Identification and Structural Characterization of a Novel COL3A1 Gene Duplication in a Family With Vascular Ehlers-Danlos Syndrome

Abstract

Background: Vascular Ehlers-Danlos syndrome (vEDS) is caused by alterations in the COL3A1 gene, typically involving missense variants that replace glycine residues. In contrast, short in-frame insertions, deletions, and duplications are rare and pose significant challenges for investigation.

Methods: The histological examination of vascular tissue from a 26-year-old man, who died from a common iliac artery aneurysm and whose mother died at age 60 from an abdominal aortic dissection, strongly suggested a diagnosis of Ehler-Danlos type IV. Ex vivo collagen phenotype assessment, molecular analysis, and in silico structural studies of type III collagen were subsequently performed.

Results: Ex vivo analysis of the patient's fibroblasts revealed altered collagen synthesis, whereas the molecular testing identified a novel 18-nucleotide in-frame duplication (c.2868_2885dup-GGGTCTTGCAGGACCACC) in the COL3A1 gene, resulting in a six-amino acid insertion, p.(Leu958_Gly963dup). Structural investigation indicated that this duplication led to a local perturbation of the collagen triple helix near a metalloproteinase cleavage site.

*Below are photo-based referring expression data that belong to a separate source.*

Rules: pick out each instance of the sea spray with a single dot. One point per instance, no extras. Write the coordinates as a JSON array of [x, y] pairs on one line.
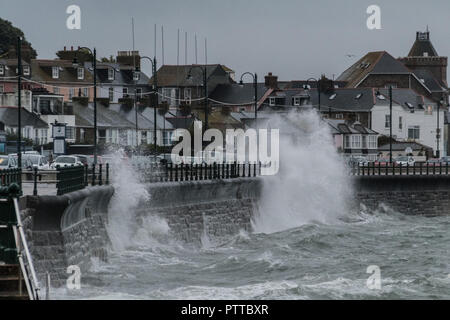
[[124, 227], [312, 184]]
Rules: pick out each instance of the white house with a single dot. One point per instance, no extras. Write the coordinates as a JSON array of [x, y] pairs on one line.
[[414, 118]]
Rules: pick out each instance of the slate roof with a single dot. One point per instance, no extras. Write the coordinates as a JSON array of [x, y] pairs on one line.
[[429, 80], [402, 96], [422, 45], [129, 114], [123, 76], [401, 146], [345, 99], [342, 127], [161, 122], [173, 75], [238, 94], [41, 70], [106, 118], [8, 115], [378, 62]]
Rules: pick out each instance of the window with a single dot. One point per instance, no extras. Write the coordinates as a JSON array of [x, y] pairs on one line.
[[373, 142], [111, 74], [347, 142], [80, 73], [111, 94], [70, 133], [364, 142], [71, 93], [26, 70], [167, 138], [387, 121], [138, 93], [272, 101], [55, 72], [414, 132], [356, 141], [187, 95]]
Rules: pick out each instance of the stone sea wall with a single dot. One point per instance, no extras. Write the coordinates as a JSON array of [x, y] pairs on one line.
[[66, 230], [197, 209], [411, 195]]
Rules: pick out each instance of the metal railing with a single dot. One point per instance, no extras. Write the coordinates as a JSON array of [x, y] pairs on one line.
[[214, 171], [393, 169], [9, 176]]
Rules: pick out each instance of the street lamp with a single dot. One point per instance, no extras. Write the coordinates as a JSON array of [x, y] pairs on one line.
[[255, 87], [318, 88], [205, 90], [155, 89], [19, 103], [94, 63]]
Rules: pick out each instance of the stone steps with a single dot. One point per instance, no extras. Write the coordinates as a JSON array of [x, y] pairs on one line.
[[12, 284]]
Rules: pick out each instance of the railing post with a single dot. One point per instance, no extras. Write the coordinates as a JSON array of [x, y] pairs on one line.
[[107, 173], [35, 181], [93, 174], [100, 182]]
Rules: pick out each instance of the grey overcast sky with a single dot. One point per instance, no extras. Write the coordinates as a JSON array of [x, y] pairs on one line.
[[294, 39]]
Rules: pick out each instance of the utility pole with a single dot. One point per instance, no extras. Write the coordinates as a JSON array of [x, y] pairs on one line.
[[390, 124]]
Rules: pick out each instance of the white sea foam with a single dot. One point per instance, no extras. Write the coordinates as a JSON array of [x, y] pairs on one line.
[[312, 184]]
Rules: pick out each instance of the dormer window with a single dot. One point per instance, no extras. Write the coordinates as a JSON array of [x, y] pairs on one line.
[[55, 72], [111, 74], [80, 72], [26, 70]]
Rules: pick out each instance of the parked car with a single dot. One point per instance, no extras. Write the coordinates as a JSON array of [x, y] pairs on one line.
[[360, 161], [433, 163], [382, 162], [66, 161], [404, 161], [445, 161], [37, 161], [7, 162]]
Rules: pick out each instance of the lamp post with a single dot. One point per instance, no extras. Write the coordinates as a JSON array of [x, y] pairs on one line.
[[390, 124], [205, 91], [155, 89], [438, 130], [94, 64], [255, 87], [19, 102], [318, 88]]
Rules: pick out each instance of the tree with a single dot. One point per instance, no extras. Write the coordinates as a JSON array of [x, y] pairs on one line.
[[8, 38]]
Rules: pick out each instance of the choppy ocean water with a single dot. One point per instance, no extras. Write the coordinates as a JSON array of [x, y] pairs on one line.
[[313, 261]]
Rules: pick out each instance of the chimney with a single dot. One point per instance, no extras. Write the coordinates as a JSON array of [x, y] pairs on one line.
[[271, 81]]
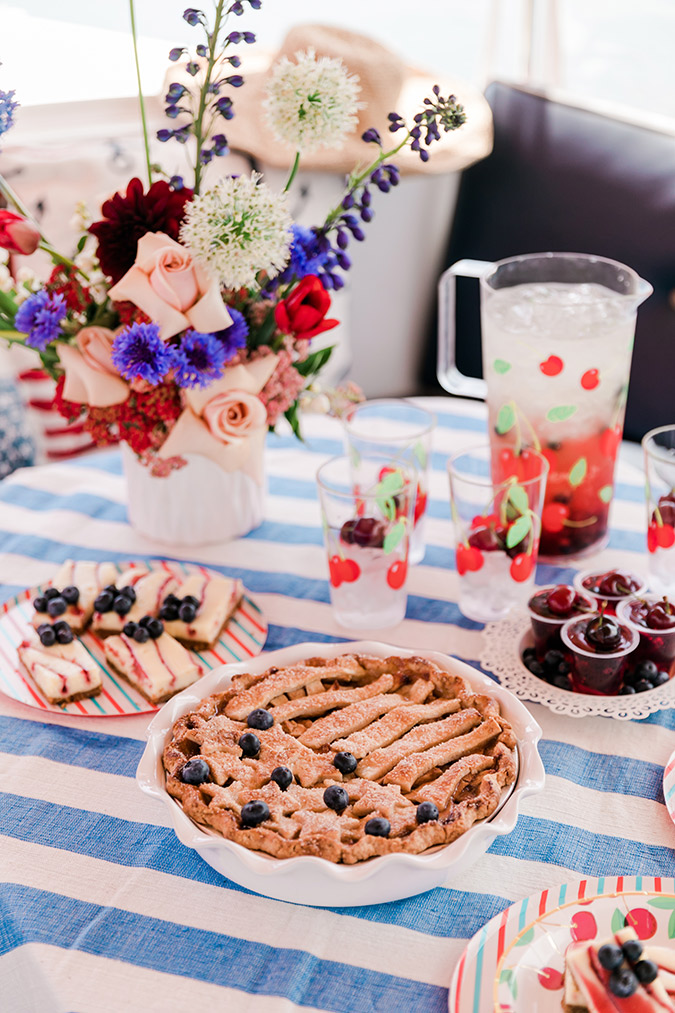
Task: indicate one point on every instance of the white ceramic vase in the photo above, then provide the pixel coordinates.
(198, 504)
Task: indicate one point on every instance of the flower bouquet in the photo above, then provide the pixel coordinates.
(182, 323)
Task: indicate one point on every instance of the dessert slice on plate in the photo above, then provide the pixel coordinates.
(152, 660)
(618, 973)
(60, 666)
(198, 611)
(138, 593)
(70, 598)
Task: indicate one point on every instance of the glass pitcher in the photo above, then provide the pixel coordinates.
(557, 335)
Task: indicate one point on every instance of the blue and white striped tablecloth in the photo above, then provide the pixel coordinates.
(102, 910)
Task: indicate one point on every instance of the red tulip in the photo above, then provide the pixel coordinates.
(303, 312)
(16, 234)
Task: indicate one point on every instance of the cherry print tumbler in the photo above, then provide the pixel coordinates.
(557, 335)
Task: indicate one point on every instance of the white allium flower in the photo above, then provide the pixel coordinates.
(238, 228)
(312, 103)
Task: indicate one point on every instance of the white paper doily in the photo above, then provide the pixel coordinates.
(502, 646)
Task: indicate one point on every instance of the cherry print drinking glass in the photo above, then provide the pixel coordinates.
(367, 519)
(497, 514)
(402, 431)
(659, 447)
(557, 334)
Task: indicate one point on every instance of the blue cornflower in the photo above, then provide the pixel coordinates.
(234, 336)
(139, 353)
(306, 255)
(40, 317)
(7, 106)
(199, 360)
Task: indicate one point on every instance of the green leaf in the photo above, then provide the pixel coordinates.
(518, 497)
(519, 530)
(578, 473)
(506, 419)
(526, 938)
(390, 484)
(667, 903)
(560, 412)
(420, 454)
(292, 415)
(314, 362)
(671, 926)
(393, 537)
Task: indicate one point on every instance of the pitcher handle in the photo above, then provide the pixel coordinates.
(448, 375)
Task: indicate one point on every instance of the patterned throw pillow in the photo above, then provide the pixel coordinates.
(16, 446)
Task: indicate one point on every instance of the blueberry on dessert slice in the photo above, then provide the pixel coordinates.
(197, 612)
(152, 660)
(138, 593)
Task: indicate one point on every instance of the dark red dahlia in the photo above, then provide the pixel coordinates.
(128, 217)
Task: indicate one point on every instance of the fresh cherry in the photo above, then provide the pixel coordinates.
(603, 633)
(367, 532)
(560, 600)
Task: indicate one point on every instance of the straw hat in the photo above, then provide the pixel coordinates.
(387, 85)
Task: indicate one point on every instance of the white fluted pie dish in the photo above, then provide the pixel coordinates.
(312, 880)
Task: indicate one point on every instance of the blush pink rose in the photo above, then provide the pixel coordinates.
(173, 278)
(234, 414)
(173, 291)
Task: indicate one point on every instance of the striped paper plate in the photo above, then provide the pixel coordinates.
(243, 637)
(515, 963)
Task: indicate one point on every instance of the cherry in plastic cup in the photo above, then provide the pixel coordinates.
(655, 645)
(610, 602)
(546, 629)
(595, 672)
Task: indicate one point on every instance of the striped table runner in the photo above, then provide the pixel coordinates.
(102, 910)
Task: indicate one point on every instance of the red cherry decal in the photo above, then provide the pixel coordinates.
(584, 926)
(521, 566)
(396, 574)
(665, 536)
(335, 570)
(550, 979)
(467, 558)
(643, 921)
(591, 379)
(609, 441)
(420, 505)
(551, 367)
(351, 570)
(553, 517)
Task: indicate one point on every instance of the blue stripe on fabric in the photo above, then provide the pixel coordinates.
(251, 966)
(585, 852)
(441, 913)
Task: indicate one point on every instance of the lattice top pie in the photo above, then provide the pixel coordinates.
(344, 758)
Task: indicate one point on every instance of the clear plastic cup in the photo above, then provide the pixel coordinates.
(659, 448)
(367, 518)
(497, 517)
(401, 431)
(596, 672)
(546, 629)
(655, 644)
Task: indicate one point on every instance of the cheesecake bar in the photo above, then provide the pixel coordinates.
(198, 611)
(138, 593)
(618, 973)
(72, 593)
(152, 660)
(62, 672)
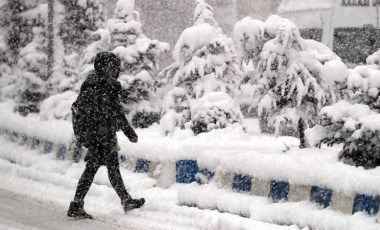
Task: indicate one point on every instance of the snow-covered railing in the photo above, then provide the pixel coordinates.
(283, 178)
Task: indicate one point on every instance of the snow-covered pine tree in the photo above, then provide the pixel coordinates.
(206, 68)
(31, 79)
(20, 17)
(139, 55)
(354, 125)
(284, 74)
(80, 19)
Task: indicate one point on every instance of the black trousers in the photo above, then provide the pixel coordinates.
(87, 178)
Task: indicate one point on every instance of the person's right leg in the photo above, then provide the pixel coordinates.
(76, 209)
(118, 184)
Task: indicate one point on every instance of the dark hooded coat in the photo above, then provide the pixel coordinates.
(99, 101)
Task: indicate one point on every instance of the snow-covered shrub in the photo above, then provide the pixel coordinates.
(80, 18)
(354, 125)
(337, 122)
(58, 106)
(215, 110)
(31, 79)
(363, 147)
(139, 59)
(205, 62)
(66, 75)
(285, 73)
(176, 110)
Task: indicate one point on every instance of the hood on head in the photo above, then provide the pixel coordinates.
(107, 64)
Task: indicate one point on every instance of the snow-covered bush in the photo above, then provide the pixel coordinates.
(31, 79)
(58, 106)
(285, 73)
(215, 110)
(205, 62)
(176, 110)
(80, 19)
(354, 125)
(363, 147)
(66, 75)
(139, 58)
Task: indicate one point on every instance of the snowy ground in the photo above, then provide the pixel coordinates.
(35, 192)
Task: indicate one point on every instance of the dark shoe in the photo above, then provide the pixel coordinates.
(76, 211)
(132, 204)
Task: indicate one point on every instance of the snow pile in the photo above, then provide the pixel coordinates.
(302, 213)
(301, 5)
(288, 73)
(55, 131)
(205, 62)
(58, 106)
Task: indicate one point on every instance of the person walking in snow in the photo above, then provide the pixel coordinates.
(97, 116)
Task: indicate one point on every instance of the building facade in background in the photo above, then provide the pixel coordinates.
(349, 27)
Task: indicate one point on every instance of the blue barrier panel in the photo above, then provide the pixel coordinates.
(186, 171)
(61, 153)
(242, 183)
(365, 203)
(142, 166)
(48, 146)
(77, 153)
(35, 143)
(321, 196)
(279, 191)
(14, 137)
(24, 139)
(122, 158)
(204, 176)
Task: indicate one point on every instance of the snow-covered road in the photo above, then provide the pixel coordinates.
(36, 191)
(26, 213)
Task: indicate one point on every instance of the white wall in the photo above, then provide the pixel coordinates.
(339, 16)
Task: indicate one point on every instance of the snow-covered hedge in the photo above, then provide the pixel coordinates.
(354, 125)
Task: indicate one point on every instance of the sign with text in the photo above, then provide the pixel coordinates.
(356, 2)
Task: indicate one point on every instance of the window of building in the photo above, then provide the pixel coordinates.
(356, 2)
(313, 33)
(354, 45)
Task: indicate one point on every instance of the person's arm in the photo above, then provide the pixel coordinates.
(122, 121)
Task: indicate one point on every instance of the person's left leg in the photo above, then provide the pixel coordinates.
(76, 209)
(118, 184)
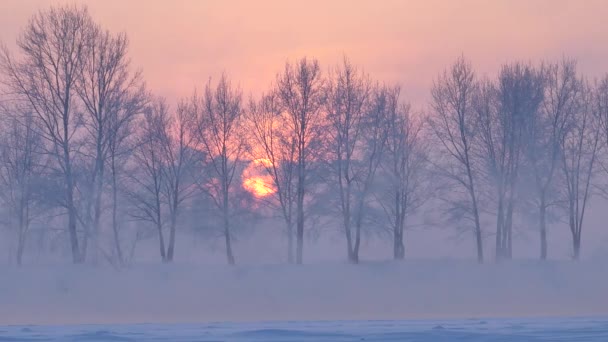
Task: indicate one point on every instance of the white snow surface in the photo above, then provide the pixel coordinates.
(189, 293)
(536, 329)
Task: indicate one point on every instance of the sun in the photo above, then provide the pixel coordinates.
(255, 179)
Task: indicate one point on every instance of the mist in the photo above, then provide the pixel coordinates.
(198, 164)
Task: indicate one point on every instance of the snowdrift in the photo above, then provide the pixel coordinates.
(182, 293)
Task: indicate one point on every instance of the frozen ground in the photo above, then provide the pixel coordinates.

Conclusion: This study highlights the pathogenic role of a novel in-frame duplication in the COL3A1 gene, demonstrating how this seemingly benign alteration significantly compromises collagen turnover and contributes to the development of vEDS.

Keywords: COL3A1 gene; collagen; duplication; genetic variant; metalloproteinase; vascular Ehlers–Danlos syndrome.

FIGURE 1

(a) (2.5×, scale bar = 500 μm): (1) thrombus within the vascular lumen; (2) media layer; (3) adventitia layer; (4) dissecting hematoma within the media layer; (5) wall degeneration. Figure 1b–e: (20×, scale bar = 100 μm) Four specific stains are displayed: (b) H&E, (c) PASD, (d) SMA, and (e) Silver. The H&E, PASD, and SMA staining reveals an evident wall degeneration characterized by myocyte loss and sclerosis, whereas the silver staining highlights the elastic laminae destruction.

FIGURE 2

6% SDS–PAGE of pepsin‐treated collagen secreted by fibroblasts (M) and retained in cell layer (CL) of a patient affected by vEDS (P) and an age‐matched control (C).

FIGURE 3

The location of the 18 nucleotides duplication in the COL3A1 gene and the corresponding insertion of 6 amino acids into the type III α1 chain are underscored. The MMP cleavage site, shown both as nucleotide and amino acid sequence, is highlighted in grey.

FIGURE 4

Representative conformations: (a) wild type; (b) mutated homotrimer; (c) hetero‐trimers with one mutated chain; (d) heterotrimers with two mutated chains. Colour code: Wild type chain leading A (white), middle B (grey), trailing C (black); mutant chain leading A (yellow), middle B (orange), trailing C (red). In all systems Pro residues are highlighted by van der Waals spheres. Insertions are highlighted as well as transparent grey surfaces. The unique collagenase cleavage site between the Gly and Ile residues is marked with a red bar. The exosite recognized by the hemopexin domain of MMP‐1, crucial for cleaving the collagen triple helix, is highlighted with a blue box and it overlaps with the mutated region. Trajectories analysis: (e) number of interchain hydrogen bonds and (f) number of contacts, average over 500 ns of molecular dynamics simulation; (g) average binding free energy be‐tween two chains and (h) between one chain and the other two. Energies were calculated over 500 ns of molecular dynamics simulation with the MM/GBSA method. Error bars are standard deviations.

FIGURE 5

Molecular dynamics results. (a) For each model: Protein backbone root mean squared deviation (RMSD) in grey the original dataset, in black the same data spline‐smoothed; 500 ns trimers conformation with the Hyp groups highlighted; and root mean squared fluctuation (RMSF) for each chain, where the curves of chain C and B have been displaced by 0.1 and 0.2 nm, respectively. Color code: Wild type (black/white‐grey/grey), mutants (red/yellow/orange). (b) Snapshots corresponding to the maximum deformation of the collagen observed during the simulation: 0.0104 nm⁻¹ for the wild type, and 0.0116 nm⁻¹ for the mutated homotrimer, respectively. Color code: Wild type (black/grey/white), mutant (red/orange/yellow). The movies with the entire dynamics are available as Supporting Information.